Depuis 2014, la loi sur la consommation précise l’utilisation de la mention « fait maison » dans tous les établissements de restauration. Et, avec la modification en mai 2015 de son décret d’application, cette notion importante pour les consommateurs s’est clarifiée et renvoie à la transformation, sur place, de produits crus, et non plus bruts comme dans le premier décret, à l’exception d’une liste de substances autorisées comme le fromage, la farine, les matières grasses, les alcools, etc.

Cette clarification est devenue urgente depuis le classement par l’Unesco de la gastronomie à la française et de ses délices au Patrimoine culturel immatériel de l’humanité.
Mais du côté des boulangeries-pâtisseries, temples des délices et des gourmandises, il reste encore du chemin à parcourir. Certes depuis 1998, le métier de boulanger est réglementé : outre l’obligation d’être titulaire d’un CAP, le boulanger digne de ce nom doit pétrir et cuire la pâte sur le lieu de vente.

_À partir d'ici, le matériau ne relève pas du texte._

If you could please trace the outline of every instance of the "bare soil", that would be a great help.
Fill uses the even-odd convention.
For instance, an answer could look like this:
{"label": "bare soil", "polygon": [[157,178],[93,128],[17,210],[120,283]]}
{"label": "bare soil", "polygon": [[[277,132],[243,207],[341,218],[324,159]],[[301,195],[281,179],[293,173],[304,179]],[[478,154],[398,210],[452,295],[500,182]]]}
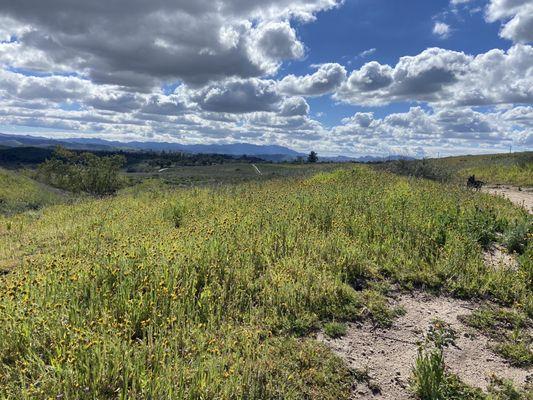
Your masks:
{"label": "bare soil", "polygon": [[[449,297],[434,297],[415,292],[391,300],[406,313],[390,329],[374,328],[370,323],[350,324],[346,336],[330,339],[319,333],[317,339],[330,347],[358,371],[367,371],[370,384],[361,383],[354,399],[413,399],[409,390],[411,369],[418,343],[431,322],[438,318],[457,332],[457,347],[445,350],[446,365],[465,383],[486,389],[489,377],[496,374],[523,386],[533,371],[510,366],[491,350],[491,339],[459,321],[478,305]],[[529,378],[528,378],[529,376]]]}
{"label": "bare soil", "polygon": [[518,188],[514,186],[487,186],[482,189],[485,193],[502,196],[516,205],[525,208],[533,214],[533,188]]}

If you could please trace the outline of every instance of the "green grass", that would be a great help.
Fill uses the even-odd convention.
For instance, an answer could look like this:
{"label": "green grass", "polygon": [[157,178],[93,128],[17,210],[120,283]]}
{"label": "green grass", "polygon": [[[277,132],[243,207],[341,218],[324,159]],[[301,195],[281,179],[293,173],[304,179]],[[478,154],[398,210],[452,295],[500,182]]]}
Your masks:
{"label": "green grass", "polygon": [[[510,315],[498,314],[497,318]],[[478,326],[492,326],[494,315],[479,310],[472,316],[472,322]],[[514,319],[514,316],[511,317]],[[442,321],[434,321],[426,335],[425,342],[418,349],[411,389],[420,400],[531,400],[533,394],[530,384],[523,389],[517,389],[512,381],[491,377],[490,385],[486,392],[479,388],[465,384],[461,379],[450,372],[445,365],[444,349],[455,345],[456,333]]]}
{"label": "green grass", "polygon": [[126,174],[134,183],[149,178],[161,180],[169,187],[191,187],[225,185],[243,182],[262,182],[282,177],[309,176],[320,171],[332,171],[346,166],[339,164],[256,164],[259,175],[252,164],[227,163],[205,166],[175,166],[162,172],[129,172]]}
{"label": "green grass", "polygon": [[346,335],[346,324],[341,322],[328,322],[324,324],[324,333],[332,339],[337,339]]}
{"label": "green grass", "polygon": [[21,173],[0,168],[0,215],[16,214],[59,203],[59,191],[42,185]]}
{"label": "green grass", "polygon": [[521,312],[495,307],[482,307],[463,317],[463,321],[491,336],[494,350],[518,367],[533,365],[531,320]]}
{"label": "green grass", "polygon": [[465,185],[469,176],[487,184],[533,187],[533,152],[393,161],[377,169]]}
{"label": "green grass", "polygon": [[[386,325],[404,288],[533,315],[533,266],[486,266],[504,199],[357,166],[0,217],[0,398],[344,399],[353,376],[307,334]],[[490,236],[491,237],[491,236]],[[531,251],[531,244],[523,257]]]}
{"label": "green grass", "polygon": [[466,182],[470,175],[491,184],[533,187],[533,152],[459,156],[436,160]]}

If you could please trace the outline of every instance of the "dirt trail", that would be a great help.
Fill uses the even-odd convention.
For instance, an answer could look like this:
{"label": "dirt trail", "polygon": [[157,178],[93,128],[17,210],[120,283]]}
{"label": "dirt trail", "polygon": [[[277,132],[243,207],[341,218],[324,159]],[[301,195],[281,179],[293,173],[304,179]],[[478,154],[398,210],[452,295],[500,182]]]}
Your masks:
{"label": "dirt trail", "polygon": [[533,214],[533,188],[517,188],[513,186],[487,186],[482,189],[485,193],[505,197],[516,205],[525,208]]}
{"label": "dirt trail", "polygon": [[[418,292],[401,295],[394,302],[406,313],[390,329],[374,329],[369,323],[351,324],[346,336],[340,339],[330,339],[322,333],[317,336],[350,367],[368,371],[370,387],[359,384],[352,398],[412,399],[409,378],[417,355],[417,342],[423,339],[435,318],[449,323],[458,334],[457,348],[445,351],[446,364],[467,384],[486,388],[488,377],[494,373],[522,386],[532,375],[532,371],[509,366],[490,350],[489,338],[459,321],[458,317],[471,313],[476,304]],[[375,388],[372,392],[374,385],[379,392]]]}
{"label": "dirt trail", "polygon": [[[504,196],[533,213],[533,189],[498,186],[483,191]],[[498,268],[516,266],[516,260],[497,247],[485,254],[485,262]],[[352,398],[414,399],[409,390],[409,378],[418,342],[423,340],[435,319],[447,322],[458,334],[457,346],[446,349],[445,358],[448,368],[465,383],[486,389],[492,374],[510,379],[519,386],[533,380],[533,369],[510,366],[491,350],[490,338],[460,322],[459,316],[470,314],[479,304],[421,292],[400,295],[391,301],[402,306],[406,313],[390,329],[375,329],[370,323],[350,324],[346,336],[340,339],[330,339],[322,333],[317,335],[319,341],[350,367],[368,372],[370,384],[359,384]]]}

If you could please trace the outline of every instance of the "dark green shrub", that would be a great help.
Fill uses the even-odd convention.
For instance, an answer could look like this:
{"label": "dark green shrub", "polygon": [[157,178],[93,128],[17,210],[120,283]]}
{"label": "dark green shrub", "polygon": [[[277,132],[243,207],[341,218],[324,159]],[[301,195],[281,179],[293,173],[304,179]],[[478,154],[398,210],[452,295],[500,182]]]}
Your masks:
{"label": "dark green shrub", "polygon": [[504,233],[503,244],[510,252],[522,254],[532,234],[533,224],[531,219],[519,221]]}
{"label": "dark green shrub", "polygon": [[52,158],[39,165],[37,177],[60,189],[104,196],[122,186],[122,155],[98,157],[92,153],[75,153],[58,147]]}

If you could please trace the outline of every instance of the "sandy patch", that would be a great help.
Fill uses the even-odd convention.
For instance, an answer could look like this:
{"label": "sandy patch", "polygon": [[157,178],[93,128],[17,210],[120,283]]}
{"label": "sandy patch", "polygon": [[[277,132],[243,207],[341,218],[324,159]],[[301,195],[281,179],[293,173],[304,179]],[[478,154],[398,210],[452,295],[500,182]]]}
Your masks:
{"label": "sandy patch", "polygon": [[[457,331],[457,347],[446,349],[446,365],[471,386],[485,389],[491,374],[524,385],[532,371],[511,367],[490,349],[491,340],[459,321],[477,308],[468,301],[434,297],[424,293],[401,295],[394,300],[406,313],[390,329],[374,329],[370,323],[350,324],[346,336],[330,339],[319,333],[325,343],[347,364],[367,370],[370,387],[359,384],[354,399],[412,399],[409,391],[411,369],[417,356],[417,343],[424,338],[430,323],[438,318]],[[531,379],[531,377],[529,378]],[[379,392],[371,389],[376,385]]]}
{"label": "sandy patch", "polygon": [[487,186],[482,189],[485,193],[505,197],[516,205],[525,208],[533,214],[533,188],[517,188],[512,186]]}

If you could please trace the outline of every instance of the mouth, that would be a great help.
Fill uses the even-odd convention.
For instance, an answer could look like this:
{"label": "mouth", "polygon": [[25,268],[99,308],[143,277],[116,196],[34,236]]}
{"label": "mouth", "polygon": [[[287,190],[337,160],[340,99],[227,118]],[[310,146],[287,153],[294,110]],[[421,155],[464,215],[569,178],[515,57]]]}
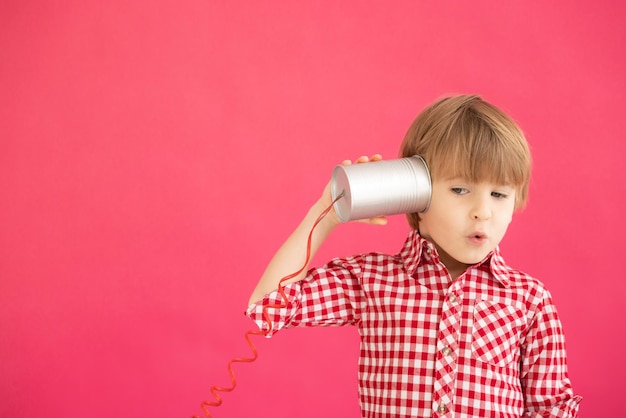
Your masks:
{"label": "mouth", "polygon": [[468,235],[467,239],[473,245],[482,245],[487,242],[487,235],[482,232],[473,232]]}

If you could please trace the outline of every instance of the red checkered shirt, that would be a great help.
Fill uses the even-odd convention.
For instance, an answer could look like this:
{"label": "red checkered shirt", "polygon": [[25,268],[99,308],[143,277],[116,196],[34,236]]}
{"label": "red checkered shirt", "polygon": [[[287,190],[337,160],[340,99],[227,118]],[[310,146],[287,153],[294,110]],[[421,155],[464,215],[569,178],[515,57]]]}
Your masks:
{"label": "red checkered shirt", "polygon": [[[565,341],[548,290],[496,249],[452,281],[410,233],[396,255],[334,259],[268,310],[286,327],[354,325],[363,417],[575,417]],[[246,314],[261,329],[270,293]]]}

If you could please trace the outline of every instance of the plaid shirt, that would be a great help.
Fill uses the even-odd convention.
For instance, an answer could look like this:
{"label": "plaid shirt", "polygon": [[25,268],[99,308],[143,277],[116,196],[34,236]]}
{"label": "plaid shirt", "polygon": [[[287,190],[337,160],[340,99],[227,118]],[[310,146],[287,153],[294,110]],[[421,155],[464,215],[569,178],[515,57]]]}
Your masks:
{"label": "plaid shirt", "polygon": [[[285,286],[286,327],[354,325],[363,417],[575,417],[565,341],[550,293],[499,250],[452,281],[434,245],[410,233],[397,255],[334,259]],[[263,307],[246,314],[261,329]]]}

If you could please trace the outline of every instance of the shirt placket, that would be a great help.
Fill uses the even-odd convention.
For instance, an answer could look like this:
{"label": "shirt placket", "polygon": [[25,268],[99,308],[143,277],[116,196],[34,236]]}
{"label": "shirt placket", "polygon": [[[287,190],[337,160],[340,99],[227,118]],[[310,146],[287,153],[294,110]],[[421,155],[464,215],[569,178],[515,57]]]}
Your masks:
{"label": "shirt placket", "polygon": [[454,392],[458,366],[459,336],[461,328],[462,292],[458,281],[445,296],[437,336],[435,384],[433,388],[433,416],[454,416]]}

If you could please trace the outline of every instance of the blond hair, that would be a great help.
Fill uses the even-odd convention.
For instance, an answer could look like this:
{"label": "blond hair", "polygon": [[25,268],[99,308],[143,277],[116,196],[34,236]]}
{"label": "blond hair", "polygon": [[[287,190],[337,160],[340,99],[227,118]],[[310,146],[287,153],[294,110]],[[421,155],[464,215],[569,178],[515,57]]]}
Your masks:
{"label": "blond hair", "polygon": [[[531,156],[520,127],[479,96],[460,95],[436,101],[409,127],[402,157],[421,155],[433,181],[461,177],[515,188],[515,208],[528,199]],[[408,215],[417,229],[419,214]]]}

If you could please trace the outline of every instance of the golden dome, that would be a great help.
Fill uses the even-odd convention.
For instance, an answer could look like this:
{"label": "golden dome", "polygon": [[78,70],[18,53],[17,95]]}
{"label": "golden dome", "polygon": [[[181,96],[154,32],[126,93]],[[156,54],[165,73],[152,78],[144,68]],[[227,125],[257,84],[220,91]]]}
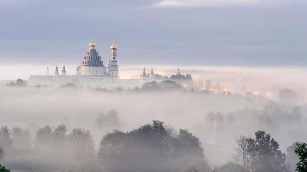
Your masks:
{"label": "golden dome", "polygon": [[90,48],[90,49],[95,49],[95,47],[96,46],[96,44],[95,43],[93,42],[93,40],[92,40],[92,43],[89,45]]}
{"label": "golden dome", "polygon": [[117,46],[114,44],[114,41],[113,41],[113,44],[112,45],[112,46],[111,46],[111,49],[117,49]]}

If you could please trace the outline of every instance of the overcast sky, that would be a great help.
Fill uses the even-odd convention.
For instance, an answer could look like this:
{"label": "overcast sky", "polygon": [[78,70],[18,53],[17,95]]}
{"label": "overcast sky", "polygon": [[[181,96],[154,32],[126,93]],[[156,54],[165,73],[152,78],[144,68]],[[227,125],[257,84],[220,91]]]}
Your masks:
{"label": "overcast sky", "polygon": [[120,65],[306,66],[306,1],[0,0],[0,60],[76,65],[93,37]]}

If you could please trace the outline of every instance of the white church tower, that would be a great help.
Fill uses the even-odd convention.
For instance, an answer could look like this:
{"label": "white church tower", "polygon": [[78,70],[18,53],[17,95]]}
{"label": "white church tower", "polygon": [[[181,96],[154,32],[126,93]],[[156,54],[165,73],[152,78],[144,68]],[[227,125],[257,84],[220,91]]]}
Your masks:
{"label": "white church tower", "polygon": [[46,72],[46,74],[45,75],[50,75],[50,73],[49,73],[49,68],[48,67],[47,67],[47,72]]}
{"label": "white church tower", "polygon": [[147,75],[146,75],[146,72],[145,72],[145,67],[144,67],[143,69],[143,73],[140,76],[140,82],[141,83],[145,83],[148,82],[148,79],[147,79]]}
{"label": "white church tower", "polygon": [[110,67],[109,71],[110,76],[113,81],[117,79],[118,76],[118,66],[117,65],[117,59],[116,55],[116,51],[117,51],[117,47],[114,44],[111,46],[111,61],[110,62]]}
{"label": "white church tower", "polygon": [[148,77],[148,80],[151,81],[154,80],[156,79],[156,76],[155,73],[153,72],[153,69],[152,67],[150,70],[150,72],[149,72],[149,75]]}
{"label": "white church tower", "polygon": [[63,66],[62,66],[62,75],[66,75],[66,71],[65,70],[65,65],[64,64],[64,62],[63,63]]}
{"label": "white church tower", "polygon": [[53,79],[59,79],[59,70],[58,70],[57,65],[57,67],[55,68],[55,72],[54,72],[54,77]]}

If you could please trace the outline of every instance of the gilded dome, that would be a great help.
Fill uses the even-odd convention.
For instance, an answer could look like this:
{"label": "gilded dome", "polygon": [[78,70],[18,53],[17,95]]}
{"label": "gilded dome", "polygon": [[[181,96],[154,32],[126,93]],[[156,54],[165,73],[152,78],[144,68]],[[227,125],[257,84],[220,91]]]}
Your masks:
{"label": "gilded dome", "polygon": [[95,49],[95,47],[96,46],[96,44],[95,43],[93,42],[93,40],[92,40],[92,42],[89,45],[90,48],[90,49]]}
{"label": "gilded dome", "polygon": [[117,49],[117,46],[114,44],[114,41],[113,41],[113,44],[112,45],[112,46],[111,46],[111,49]]}

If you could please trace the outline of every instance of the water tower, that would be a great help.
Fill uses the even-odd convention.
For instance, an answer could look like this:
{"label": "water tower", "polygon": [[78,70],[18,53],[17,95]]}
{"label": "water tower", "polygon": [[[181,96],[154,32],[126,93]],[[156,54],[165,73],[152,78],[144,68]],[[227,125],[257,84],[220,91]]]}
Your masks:
{"label": "water tower", "polygon": [[224,115],[220,113],[220,110],[217,114],[213,115],[213,133],[212,138],[213,140],[218,141],[222,136],[224,132],[224,127],[223,122],[224,121]]}

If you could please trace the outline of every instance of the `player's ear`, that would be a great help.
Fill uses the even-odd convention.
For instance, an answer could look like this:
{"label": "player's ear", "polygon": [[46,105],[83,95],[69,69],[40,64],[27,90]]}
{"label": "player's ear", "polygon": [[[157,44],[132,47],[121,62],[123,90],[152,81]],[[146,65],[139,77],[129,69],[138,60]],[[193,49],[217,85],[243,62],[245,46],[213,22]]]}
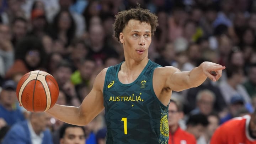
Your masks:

C’est ainsi que les pâtons surgelés de la boulangerie industrielle ont été limités à 30 % du marché. Mais le maillon faible reste celui de la pâtisserie-viennoiserie. Et au vu de l’expansion de certaines enseignes de produits congelés, on serait tenté de croire l’estimation de certains professionnels chiffrant à 80 % la part d’articles semi-finis, achetés sur catalogue, dans les présentoirs des pâtisseries.

Bien sûr, la main d’œuvre coûte cher, et il n’y a pas besoin d’avoir un CAP pour assembler de la crème au chocolat en boite avec un éclair ou une religieuse livré congelé, prêt à être garni. Certes, préparer un macaron ou un muffin prend du temps.

Et c’est sans doute pourquoi il n’est pas rare de voir aujourd’hui des pâtisseries vendues à 5€ la pièce. Mais encore faut-il que le consommateur soit sûr que ce produit soit bien « fait maison ».